This is going to be used in combination with the solution to another question I’ve asked here.

The sorting function in itself works, what I need is a function that can say that that ’19asd’ is smaller than ‘123asd’.

I’m writing this in JavaScript.

Edit: as adormitu pointed out, what I’m looking for is a function for natural sorting

First answer

This is now possible in modern browsers using localeCompare. By passing the numeric: true option, it will smartly recognize numbers. You can do case-insensitive using sensitivity: 'base'. Tested in Chrome, Firefox, and IE11.

Here’s an example. It returns 1, meaning 10 goes after 2:

'10'.localeCompare('2', undefined, {numeric: true, sensitivity: 'base'})

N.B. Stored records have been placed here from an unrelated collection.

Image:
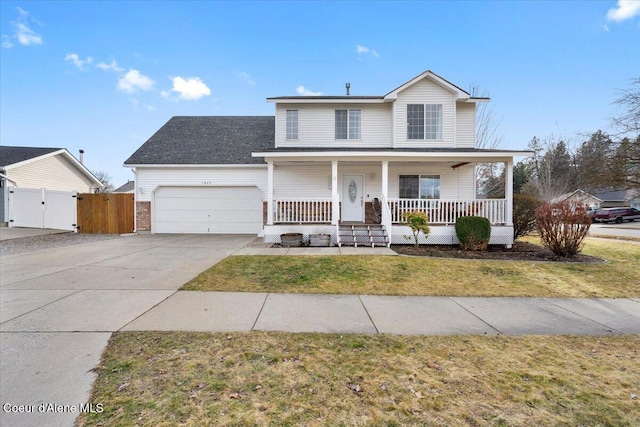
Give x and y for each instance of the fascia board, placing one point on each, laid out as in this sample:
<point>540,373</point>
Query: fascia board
<point>193,166</point>
<point>65,153</point>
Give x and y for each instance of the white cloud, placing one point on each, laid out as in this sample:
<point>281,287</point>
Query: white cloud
<point>22,31</point>
<point>137,105</point>
<point>626,9</point>
<point>246,77</point>
<point>112,66</point>
<point>363,50</point>
<point>79,63</point>
<point>190,89</point>
<point>6,42</point>
<point>133,81</point>
<point>306,92</point>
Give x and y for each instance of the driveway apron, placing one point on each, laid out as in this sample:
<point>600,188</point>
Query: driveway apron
<point>59,306</point>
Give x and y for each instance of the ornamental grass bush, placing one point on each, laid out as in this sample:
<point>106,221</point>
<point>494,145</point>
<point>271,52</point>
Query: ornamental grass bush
<point>562,227</point>
<point>418,222</point>
<point>473,232</point>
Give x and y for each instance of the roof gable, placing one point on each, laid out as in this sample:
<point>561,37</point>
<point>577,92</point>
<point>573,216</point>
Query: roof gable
<point>207,140</point>
<point>458,92</point>
<point>12,155</point>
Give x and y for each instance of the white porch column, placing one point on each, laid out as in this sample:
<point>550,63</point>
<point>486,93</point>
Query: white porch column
<point>508,191</point>
<point>269,193</point>
<point>335,200</point>
<point>385,179</point>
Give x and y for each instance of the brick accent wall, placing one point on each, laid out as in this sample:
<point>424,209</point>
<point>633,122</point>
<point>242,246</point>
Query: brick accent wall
<point>143,216</point>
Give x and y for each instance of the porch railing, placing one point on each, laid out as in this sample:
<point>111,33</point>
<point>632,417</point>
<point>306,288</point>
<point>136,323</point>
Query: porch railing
<point>298,211</point>
<point>441,211</point>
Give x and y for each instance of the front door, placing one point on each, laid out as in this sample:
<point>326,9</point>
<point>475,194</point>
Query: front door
<point>352,198</point>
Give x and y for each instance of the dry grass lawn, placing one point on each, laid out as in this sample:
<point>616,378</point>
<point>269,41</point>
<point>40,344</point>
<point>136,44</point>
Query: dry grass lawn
<point>198,379</point>
<point>397,275</point>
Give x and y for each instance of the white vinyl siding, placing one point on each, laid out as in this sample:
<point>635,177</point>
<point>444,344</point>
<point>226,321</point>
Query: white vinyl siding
<point>292,124</point>
<point>425,92</point>
<point>151,178</point>
<point>466,125</point>
<point>454,183</point>
<point>316,126</point>
<point>52,173</point>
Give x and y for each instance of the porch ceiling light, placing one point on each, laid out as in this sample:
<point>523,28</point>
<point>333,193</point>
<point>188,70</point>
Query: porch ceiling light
<point>457,165</point>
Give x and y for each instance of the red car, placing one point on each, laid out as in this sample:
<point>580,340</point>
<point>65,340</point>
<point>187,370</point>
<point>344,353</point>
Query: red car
<point>617,214</point>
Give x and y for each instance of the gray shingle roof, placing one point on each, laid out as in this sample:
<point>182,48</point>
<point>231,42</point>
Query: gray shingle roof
<point>207,140</point>
<point>11,155</point>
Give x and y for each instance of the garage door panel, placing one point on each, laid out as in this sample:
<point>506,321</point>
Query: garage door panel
<point>208,210</point>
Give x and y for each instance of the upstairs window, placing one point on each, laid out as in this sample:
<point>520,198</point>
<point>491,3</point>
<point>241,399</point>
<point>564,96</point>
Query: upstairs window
<point>424,121</point>
<point>348,124</point>
<point>419,187</point>
<point>292,124</point>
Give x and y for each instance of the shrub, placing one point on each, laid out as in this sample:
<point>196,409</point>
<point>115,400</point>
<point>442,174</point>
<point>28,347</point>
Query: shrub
<point>524,214</point>
<point>562,227</point>
<point>473,232</point>
<point>418,222</point>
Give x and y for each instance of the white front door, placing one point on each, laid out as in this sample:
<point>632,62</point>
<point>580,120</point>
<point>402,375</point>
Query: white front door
<point>352,198</point>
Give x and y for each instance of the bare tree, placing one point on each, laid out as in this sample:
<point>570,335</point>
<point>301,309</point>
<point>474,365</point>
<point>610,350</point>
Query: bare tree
<point>105,179</point>
<point>551,170</point>
<point>628,122</point>
<point>489,135</point>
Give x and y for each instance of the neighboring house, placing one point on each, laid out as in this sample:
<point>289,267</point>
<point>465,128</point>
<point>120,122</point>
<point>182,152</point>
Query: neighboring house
<point>35,168</point>
<point>332,165</point>
<point>128,187</point>
<point>602,198</point>
<point>615,198</point>
<point>579,197</point>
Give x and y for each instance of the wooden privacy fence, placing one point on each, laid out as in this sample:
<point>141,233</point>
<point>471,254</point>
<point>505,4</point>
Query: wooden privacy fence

For performance when sorting large numbers of strings, the article says:

When comparing large numbers of strings, such as in sorting large arrays, it is better to create an Intl.Collator object and use the function provided by its compare property. Docs link

var collator = new Intl.Collator(undefined, {numeric: true, sensitivity: 'base'});
var myArray = ['1_Document', '11_Document', '2_Document'];
console.log(myArray.sort(collator.compare));

Second answer

To compare values you can use a comparing method-

function naturalSorter(as, bs){
    var a, b, a1, b1, i= 0, n, L,
    rx=/(\.\d+)|(\d+(\.\d+)?)|([^\d.]+)|(\.\D+)|(\.$)/g;
    if(as=== bs) return 0;
    a= as.toLowerCase().match(rx);
    b= bs.toLowerCase().match(rx);
    L= a.length;
    while(i<L){
        if(!b[i]) return 1;
        a1= a[i],
        b1= b[i++];
        if(a1!== b1){
            n= a1-b1;
            if(!isNaN(n)) return n;
            return a1>b1? 1:-1;
        }
    }
    return b[i]? -1:0;
}

But for speed in sorting an array, rig the array before sorting,
so you only have to do lower case conversions and the regular expression
once instead of in every step through the sort.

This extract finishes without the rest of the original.